Look. As things stand, either our nation’s scientific leaders are allowing the wanton use and careless disposal of millions of tons of hazardous waste, or they are allowing baseless insinuations to cripple a tremendous resource and several honest industries.

For the government to allow either is irresponsible; to perpetuate both is outrageous.

Which is why it’s high time for a judge in one of these suits to say to EPA: Put up or Shut UP!

More items for Surface Preparation

Tagged categories: Abrasive blasting; Abrasives; Coal ash; Enforcement; EPA; Government; Protective coatings; Regulations; Surface preparation

Comment from Donald L Crusan, (1/9/2013, 7:06 AM)

Nothing is simple ever, but for the last 30 years, everything has been more murky. We took it out of the ground, let's use it and/or put it back. So much potential for a common byproduct.

Comment from Robert Ikenberry, (1/9/2013, 9:08 AM)

Wel put Mary, and we welcome your blog. Unfortunately, discussions about ANY controversial topic should probably start: "it's complicated, but I think..." Reglations would like real world circumstances to be neat and tidy, but they never are. That doesn't mean regulators can just give up and do nothing.

Comment from John Fauth, (1/9/2013, 9:40 AM)

Ah, the unintended consequences of "simple" bureaucratic decisions. Label CCR's as a hazardous waste because it's potentially dangerous to store in large quantities in poorly engineered retention ponds, and you'll drastically impact safe consumption and sequestration in products like concrete. Net result... you'll have more CCR's in poorly engineered retention ponds and a larger problem. Then there's the inevitable flurry of lawsuits every time someone sawcuts, chisels, removes concrete and releases a hazardous waste into the air. It's the new asbestos abatement! I'm not anti-regulation... just anti "regulating the wrong thing".

Comment from Mary Chollet, (1/9/2013, 10:12 AM)

Gentlemen, you're right. I'm certainly not agitating for a hasty, needless or uninformed regulation. I just feel EPA has a duty, for everyone's sake, to advance the process it has begun.
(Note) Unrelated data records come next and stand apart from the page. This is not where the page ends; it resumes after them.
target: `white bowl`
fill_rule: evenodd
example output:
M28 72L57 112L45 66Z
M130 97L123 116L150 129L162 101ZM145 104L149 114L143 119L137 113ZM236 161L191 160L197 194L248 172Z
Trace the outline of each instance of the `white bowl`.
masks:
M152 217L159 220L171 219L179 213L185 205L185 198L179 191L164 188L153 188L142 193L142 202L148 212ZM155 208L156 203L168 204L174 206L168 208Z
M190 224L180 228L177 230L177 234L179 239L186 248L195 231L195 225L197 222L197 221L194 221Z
Comment from John Fauth, (1/10/2013, 8:26 AM)

Mary, here's my beef with this whole issue. This country once had an issue with poorly engineered, privately owned dams (ask the good folks in Johnstown, PA). It was properly identified as an engineering and maintenance issue and no one suggested that we label water as a hazardous waste. But because coal and CCR's have a political component, the real cause (and solution) is obscured. Advancing the EPA's agenda is simply wrong headed, and they're now in the unenviable position of admitting that and alienating a powerful political constituency, continuing to enact harmful regulation with harmful consequences, or dragging this thing out in hopes enough people will forget or they can blame inaction on the next administration. I'm betting on the latter.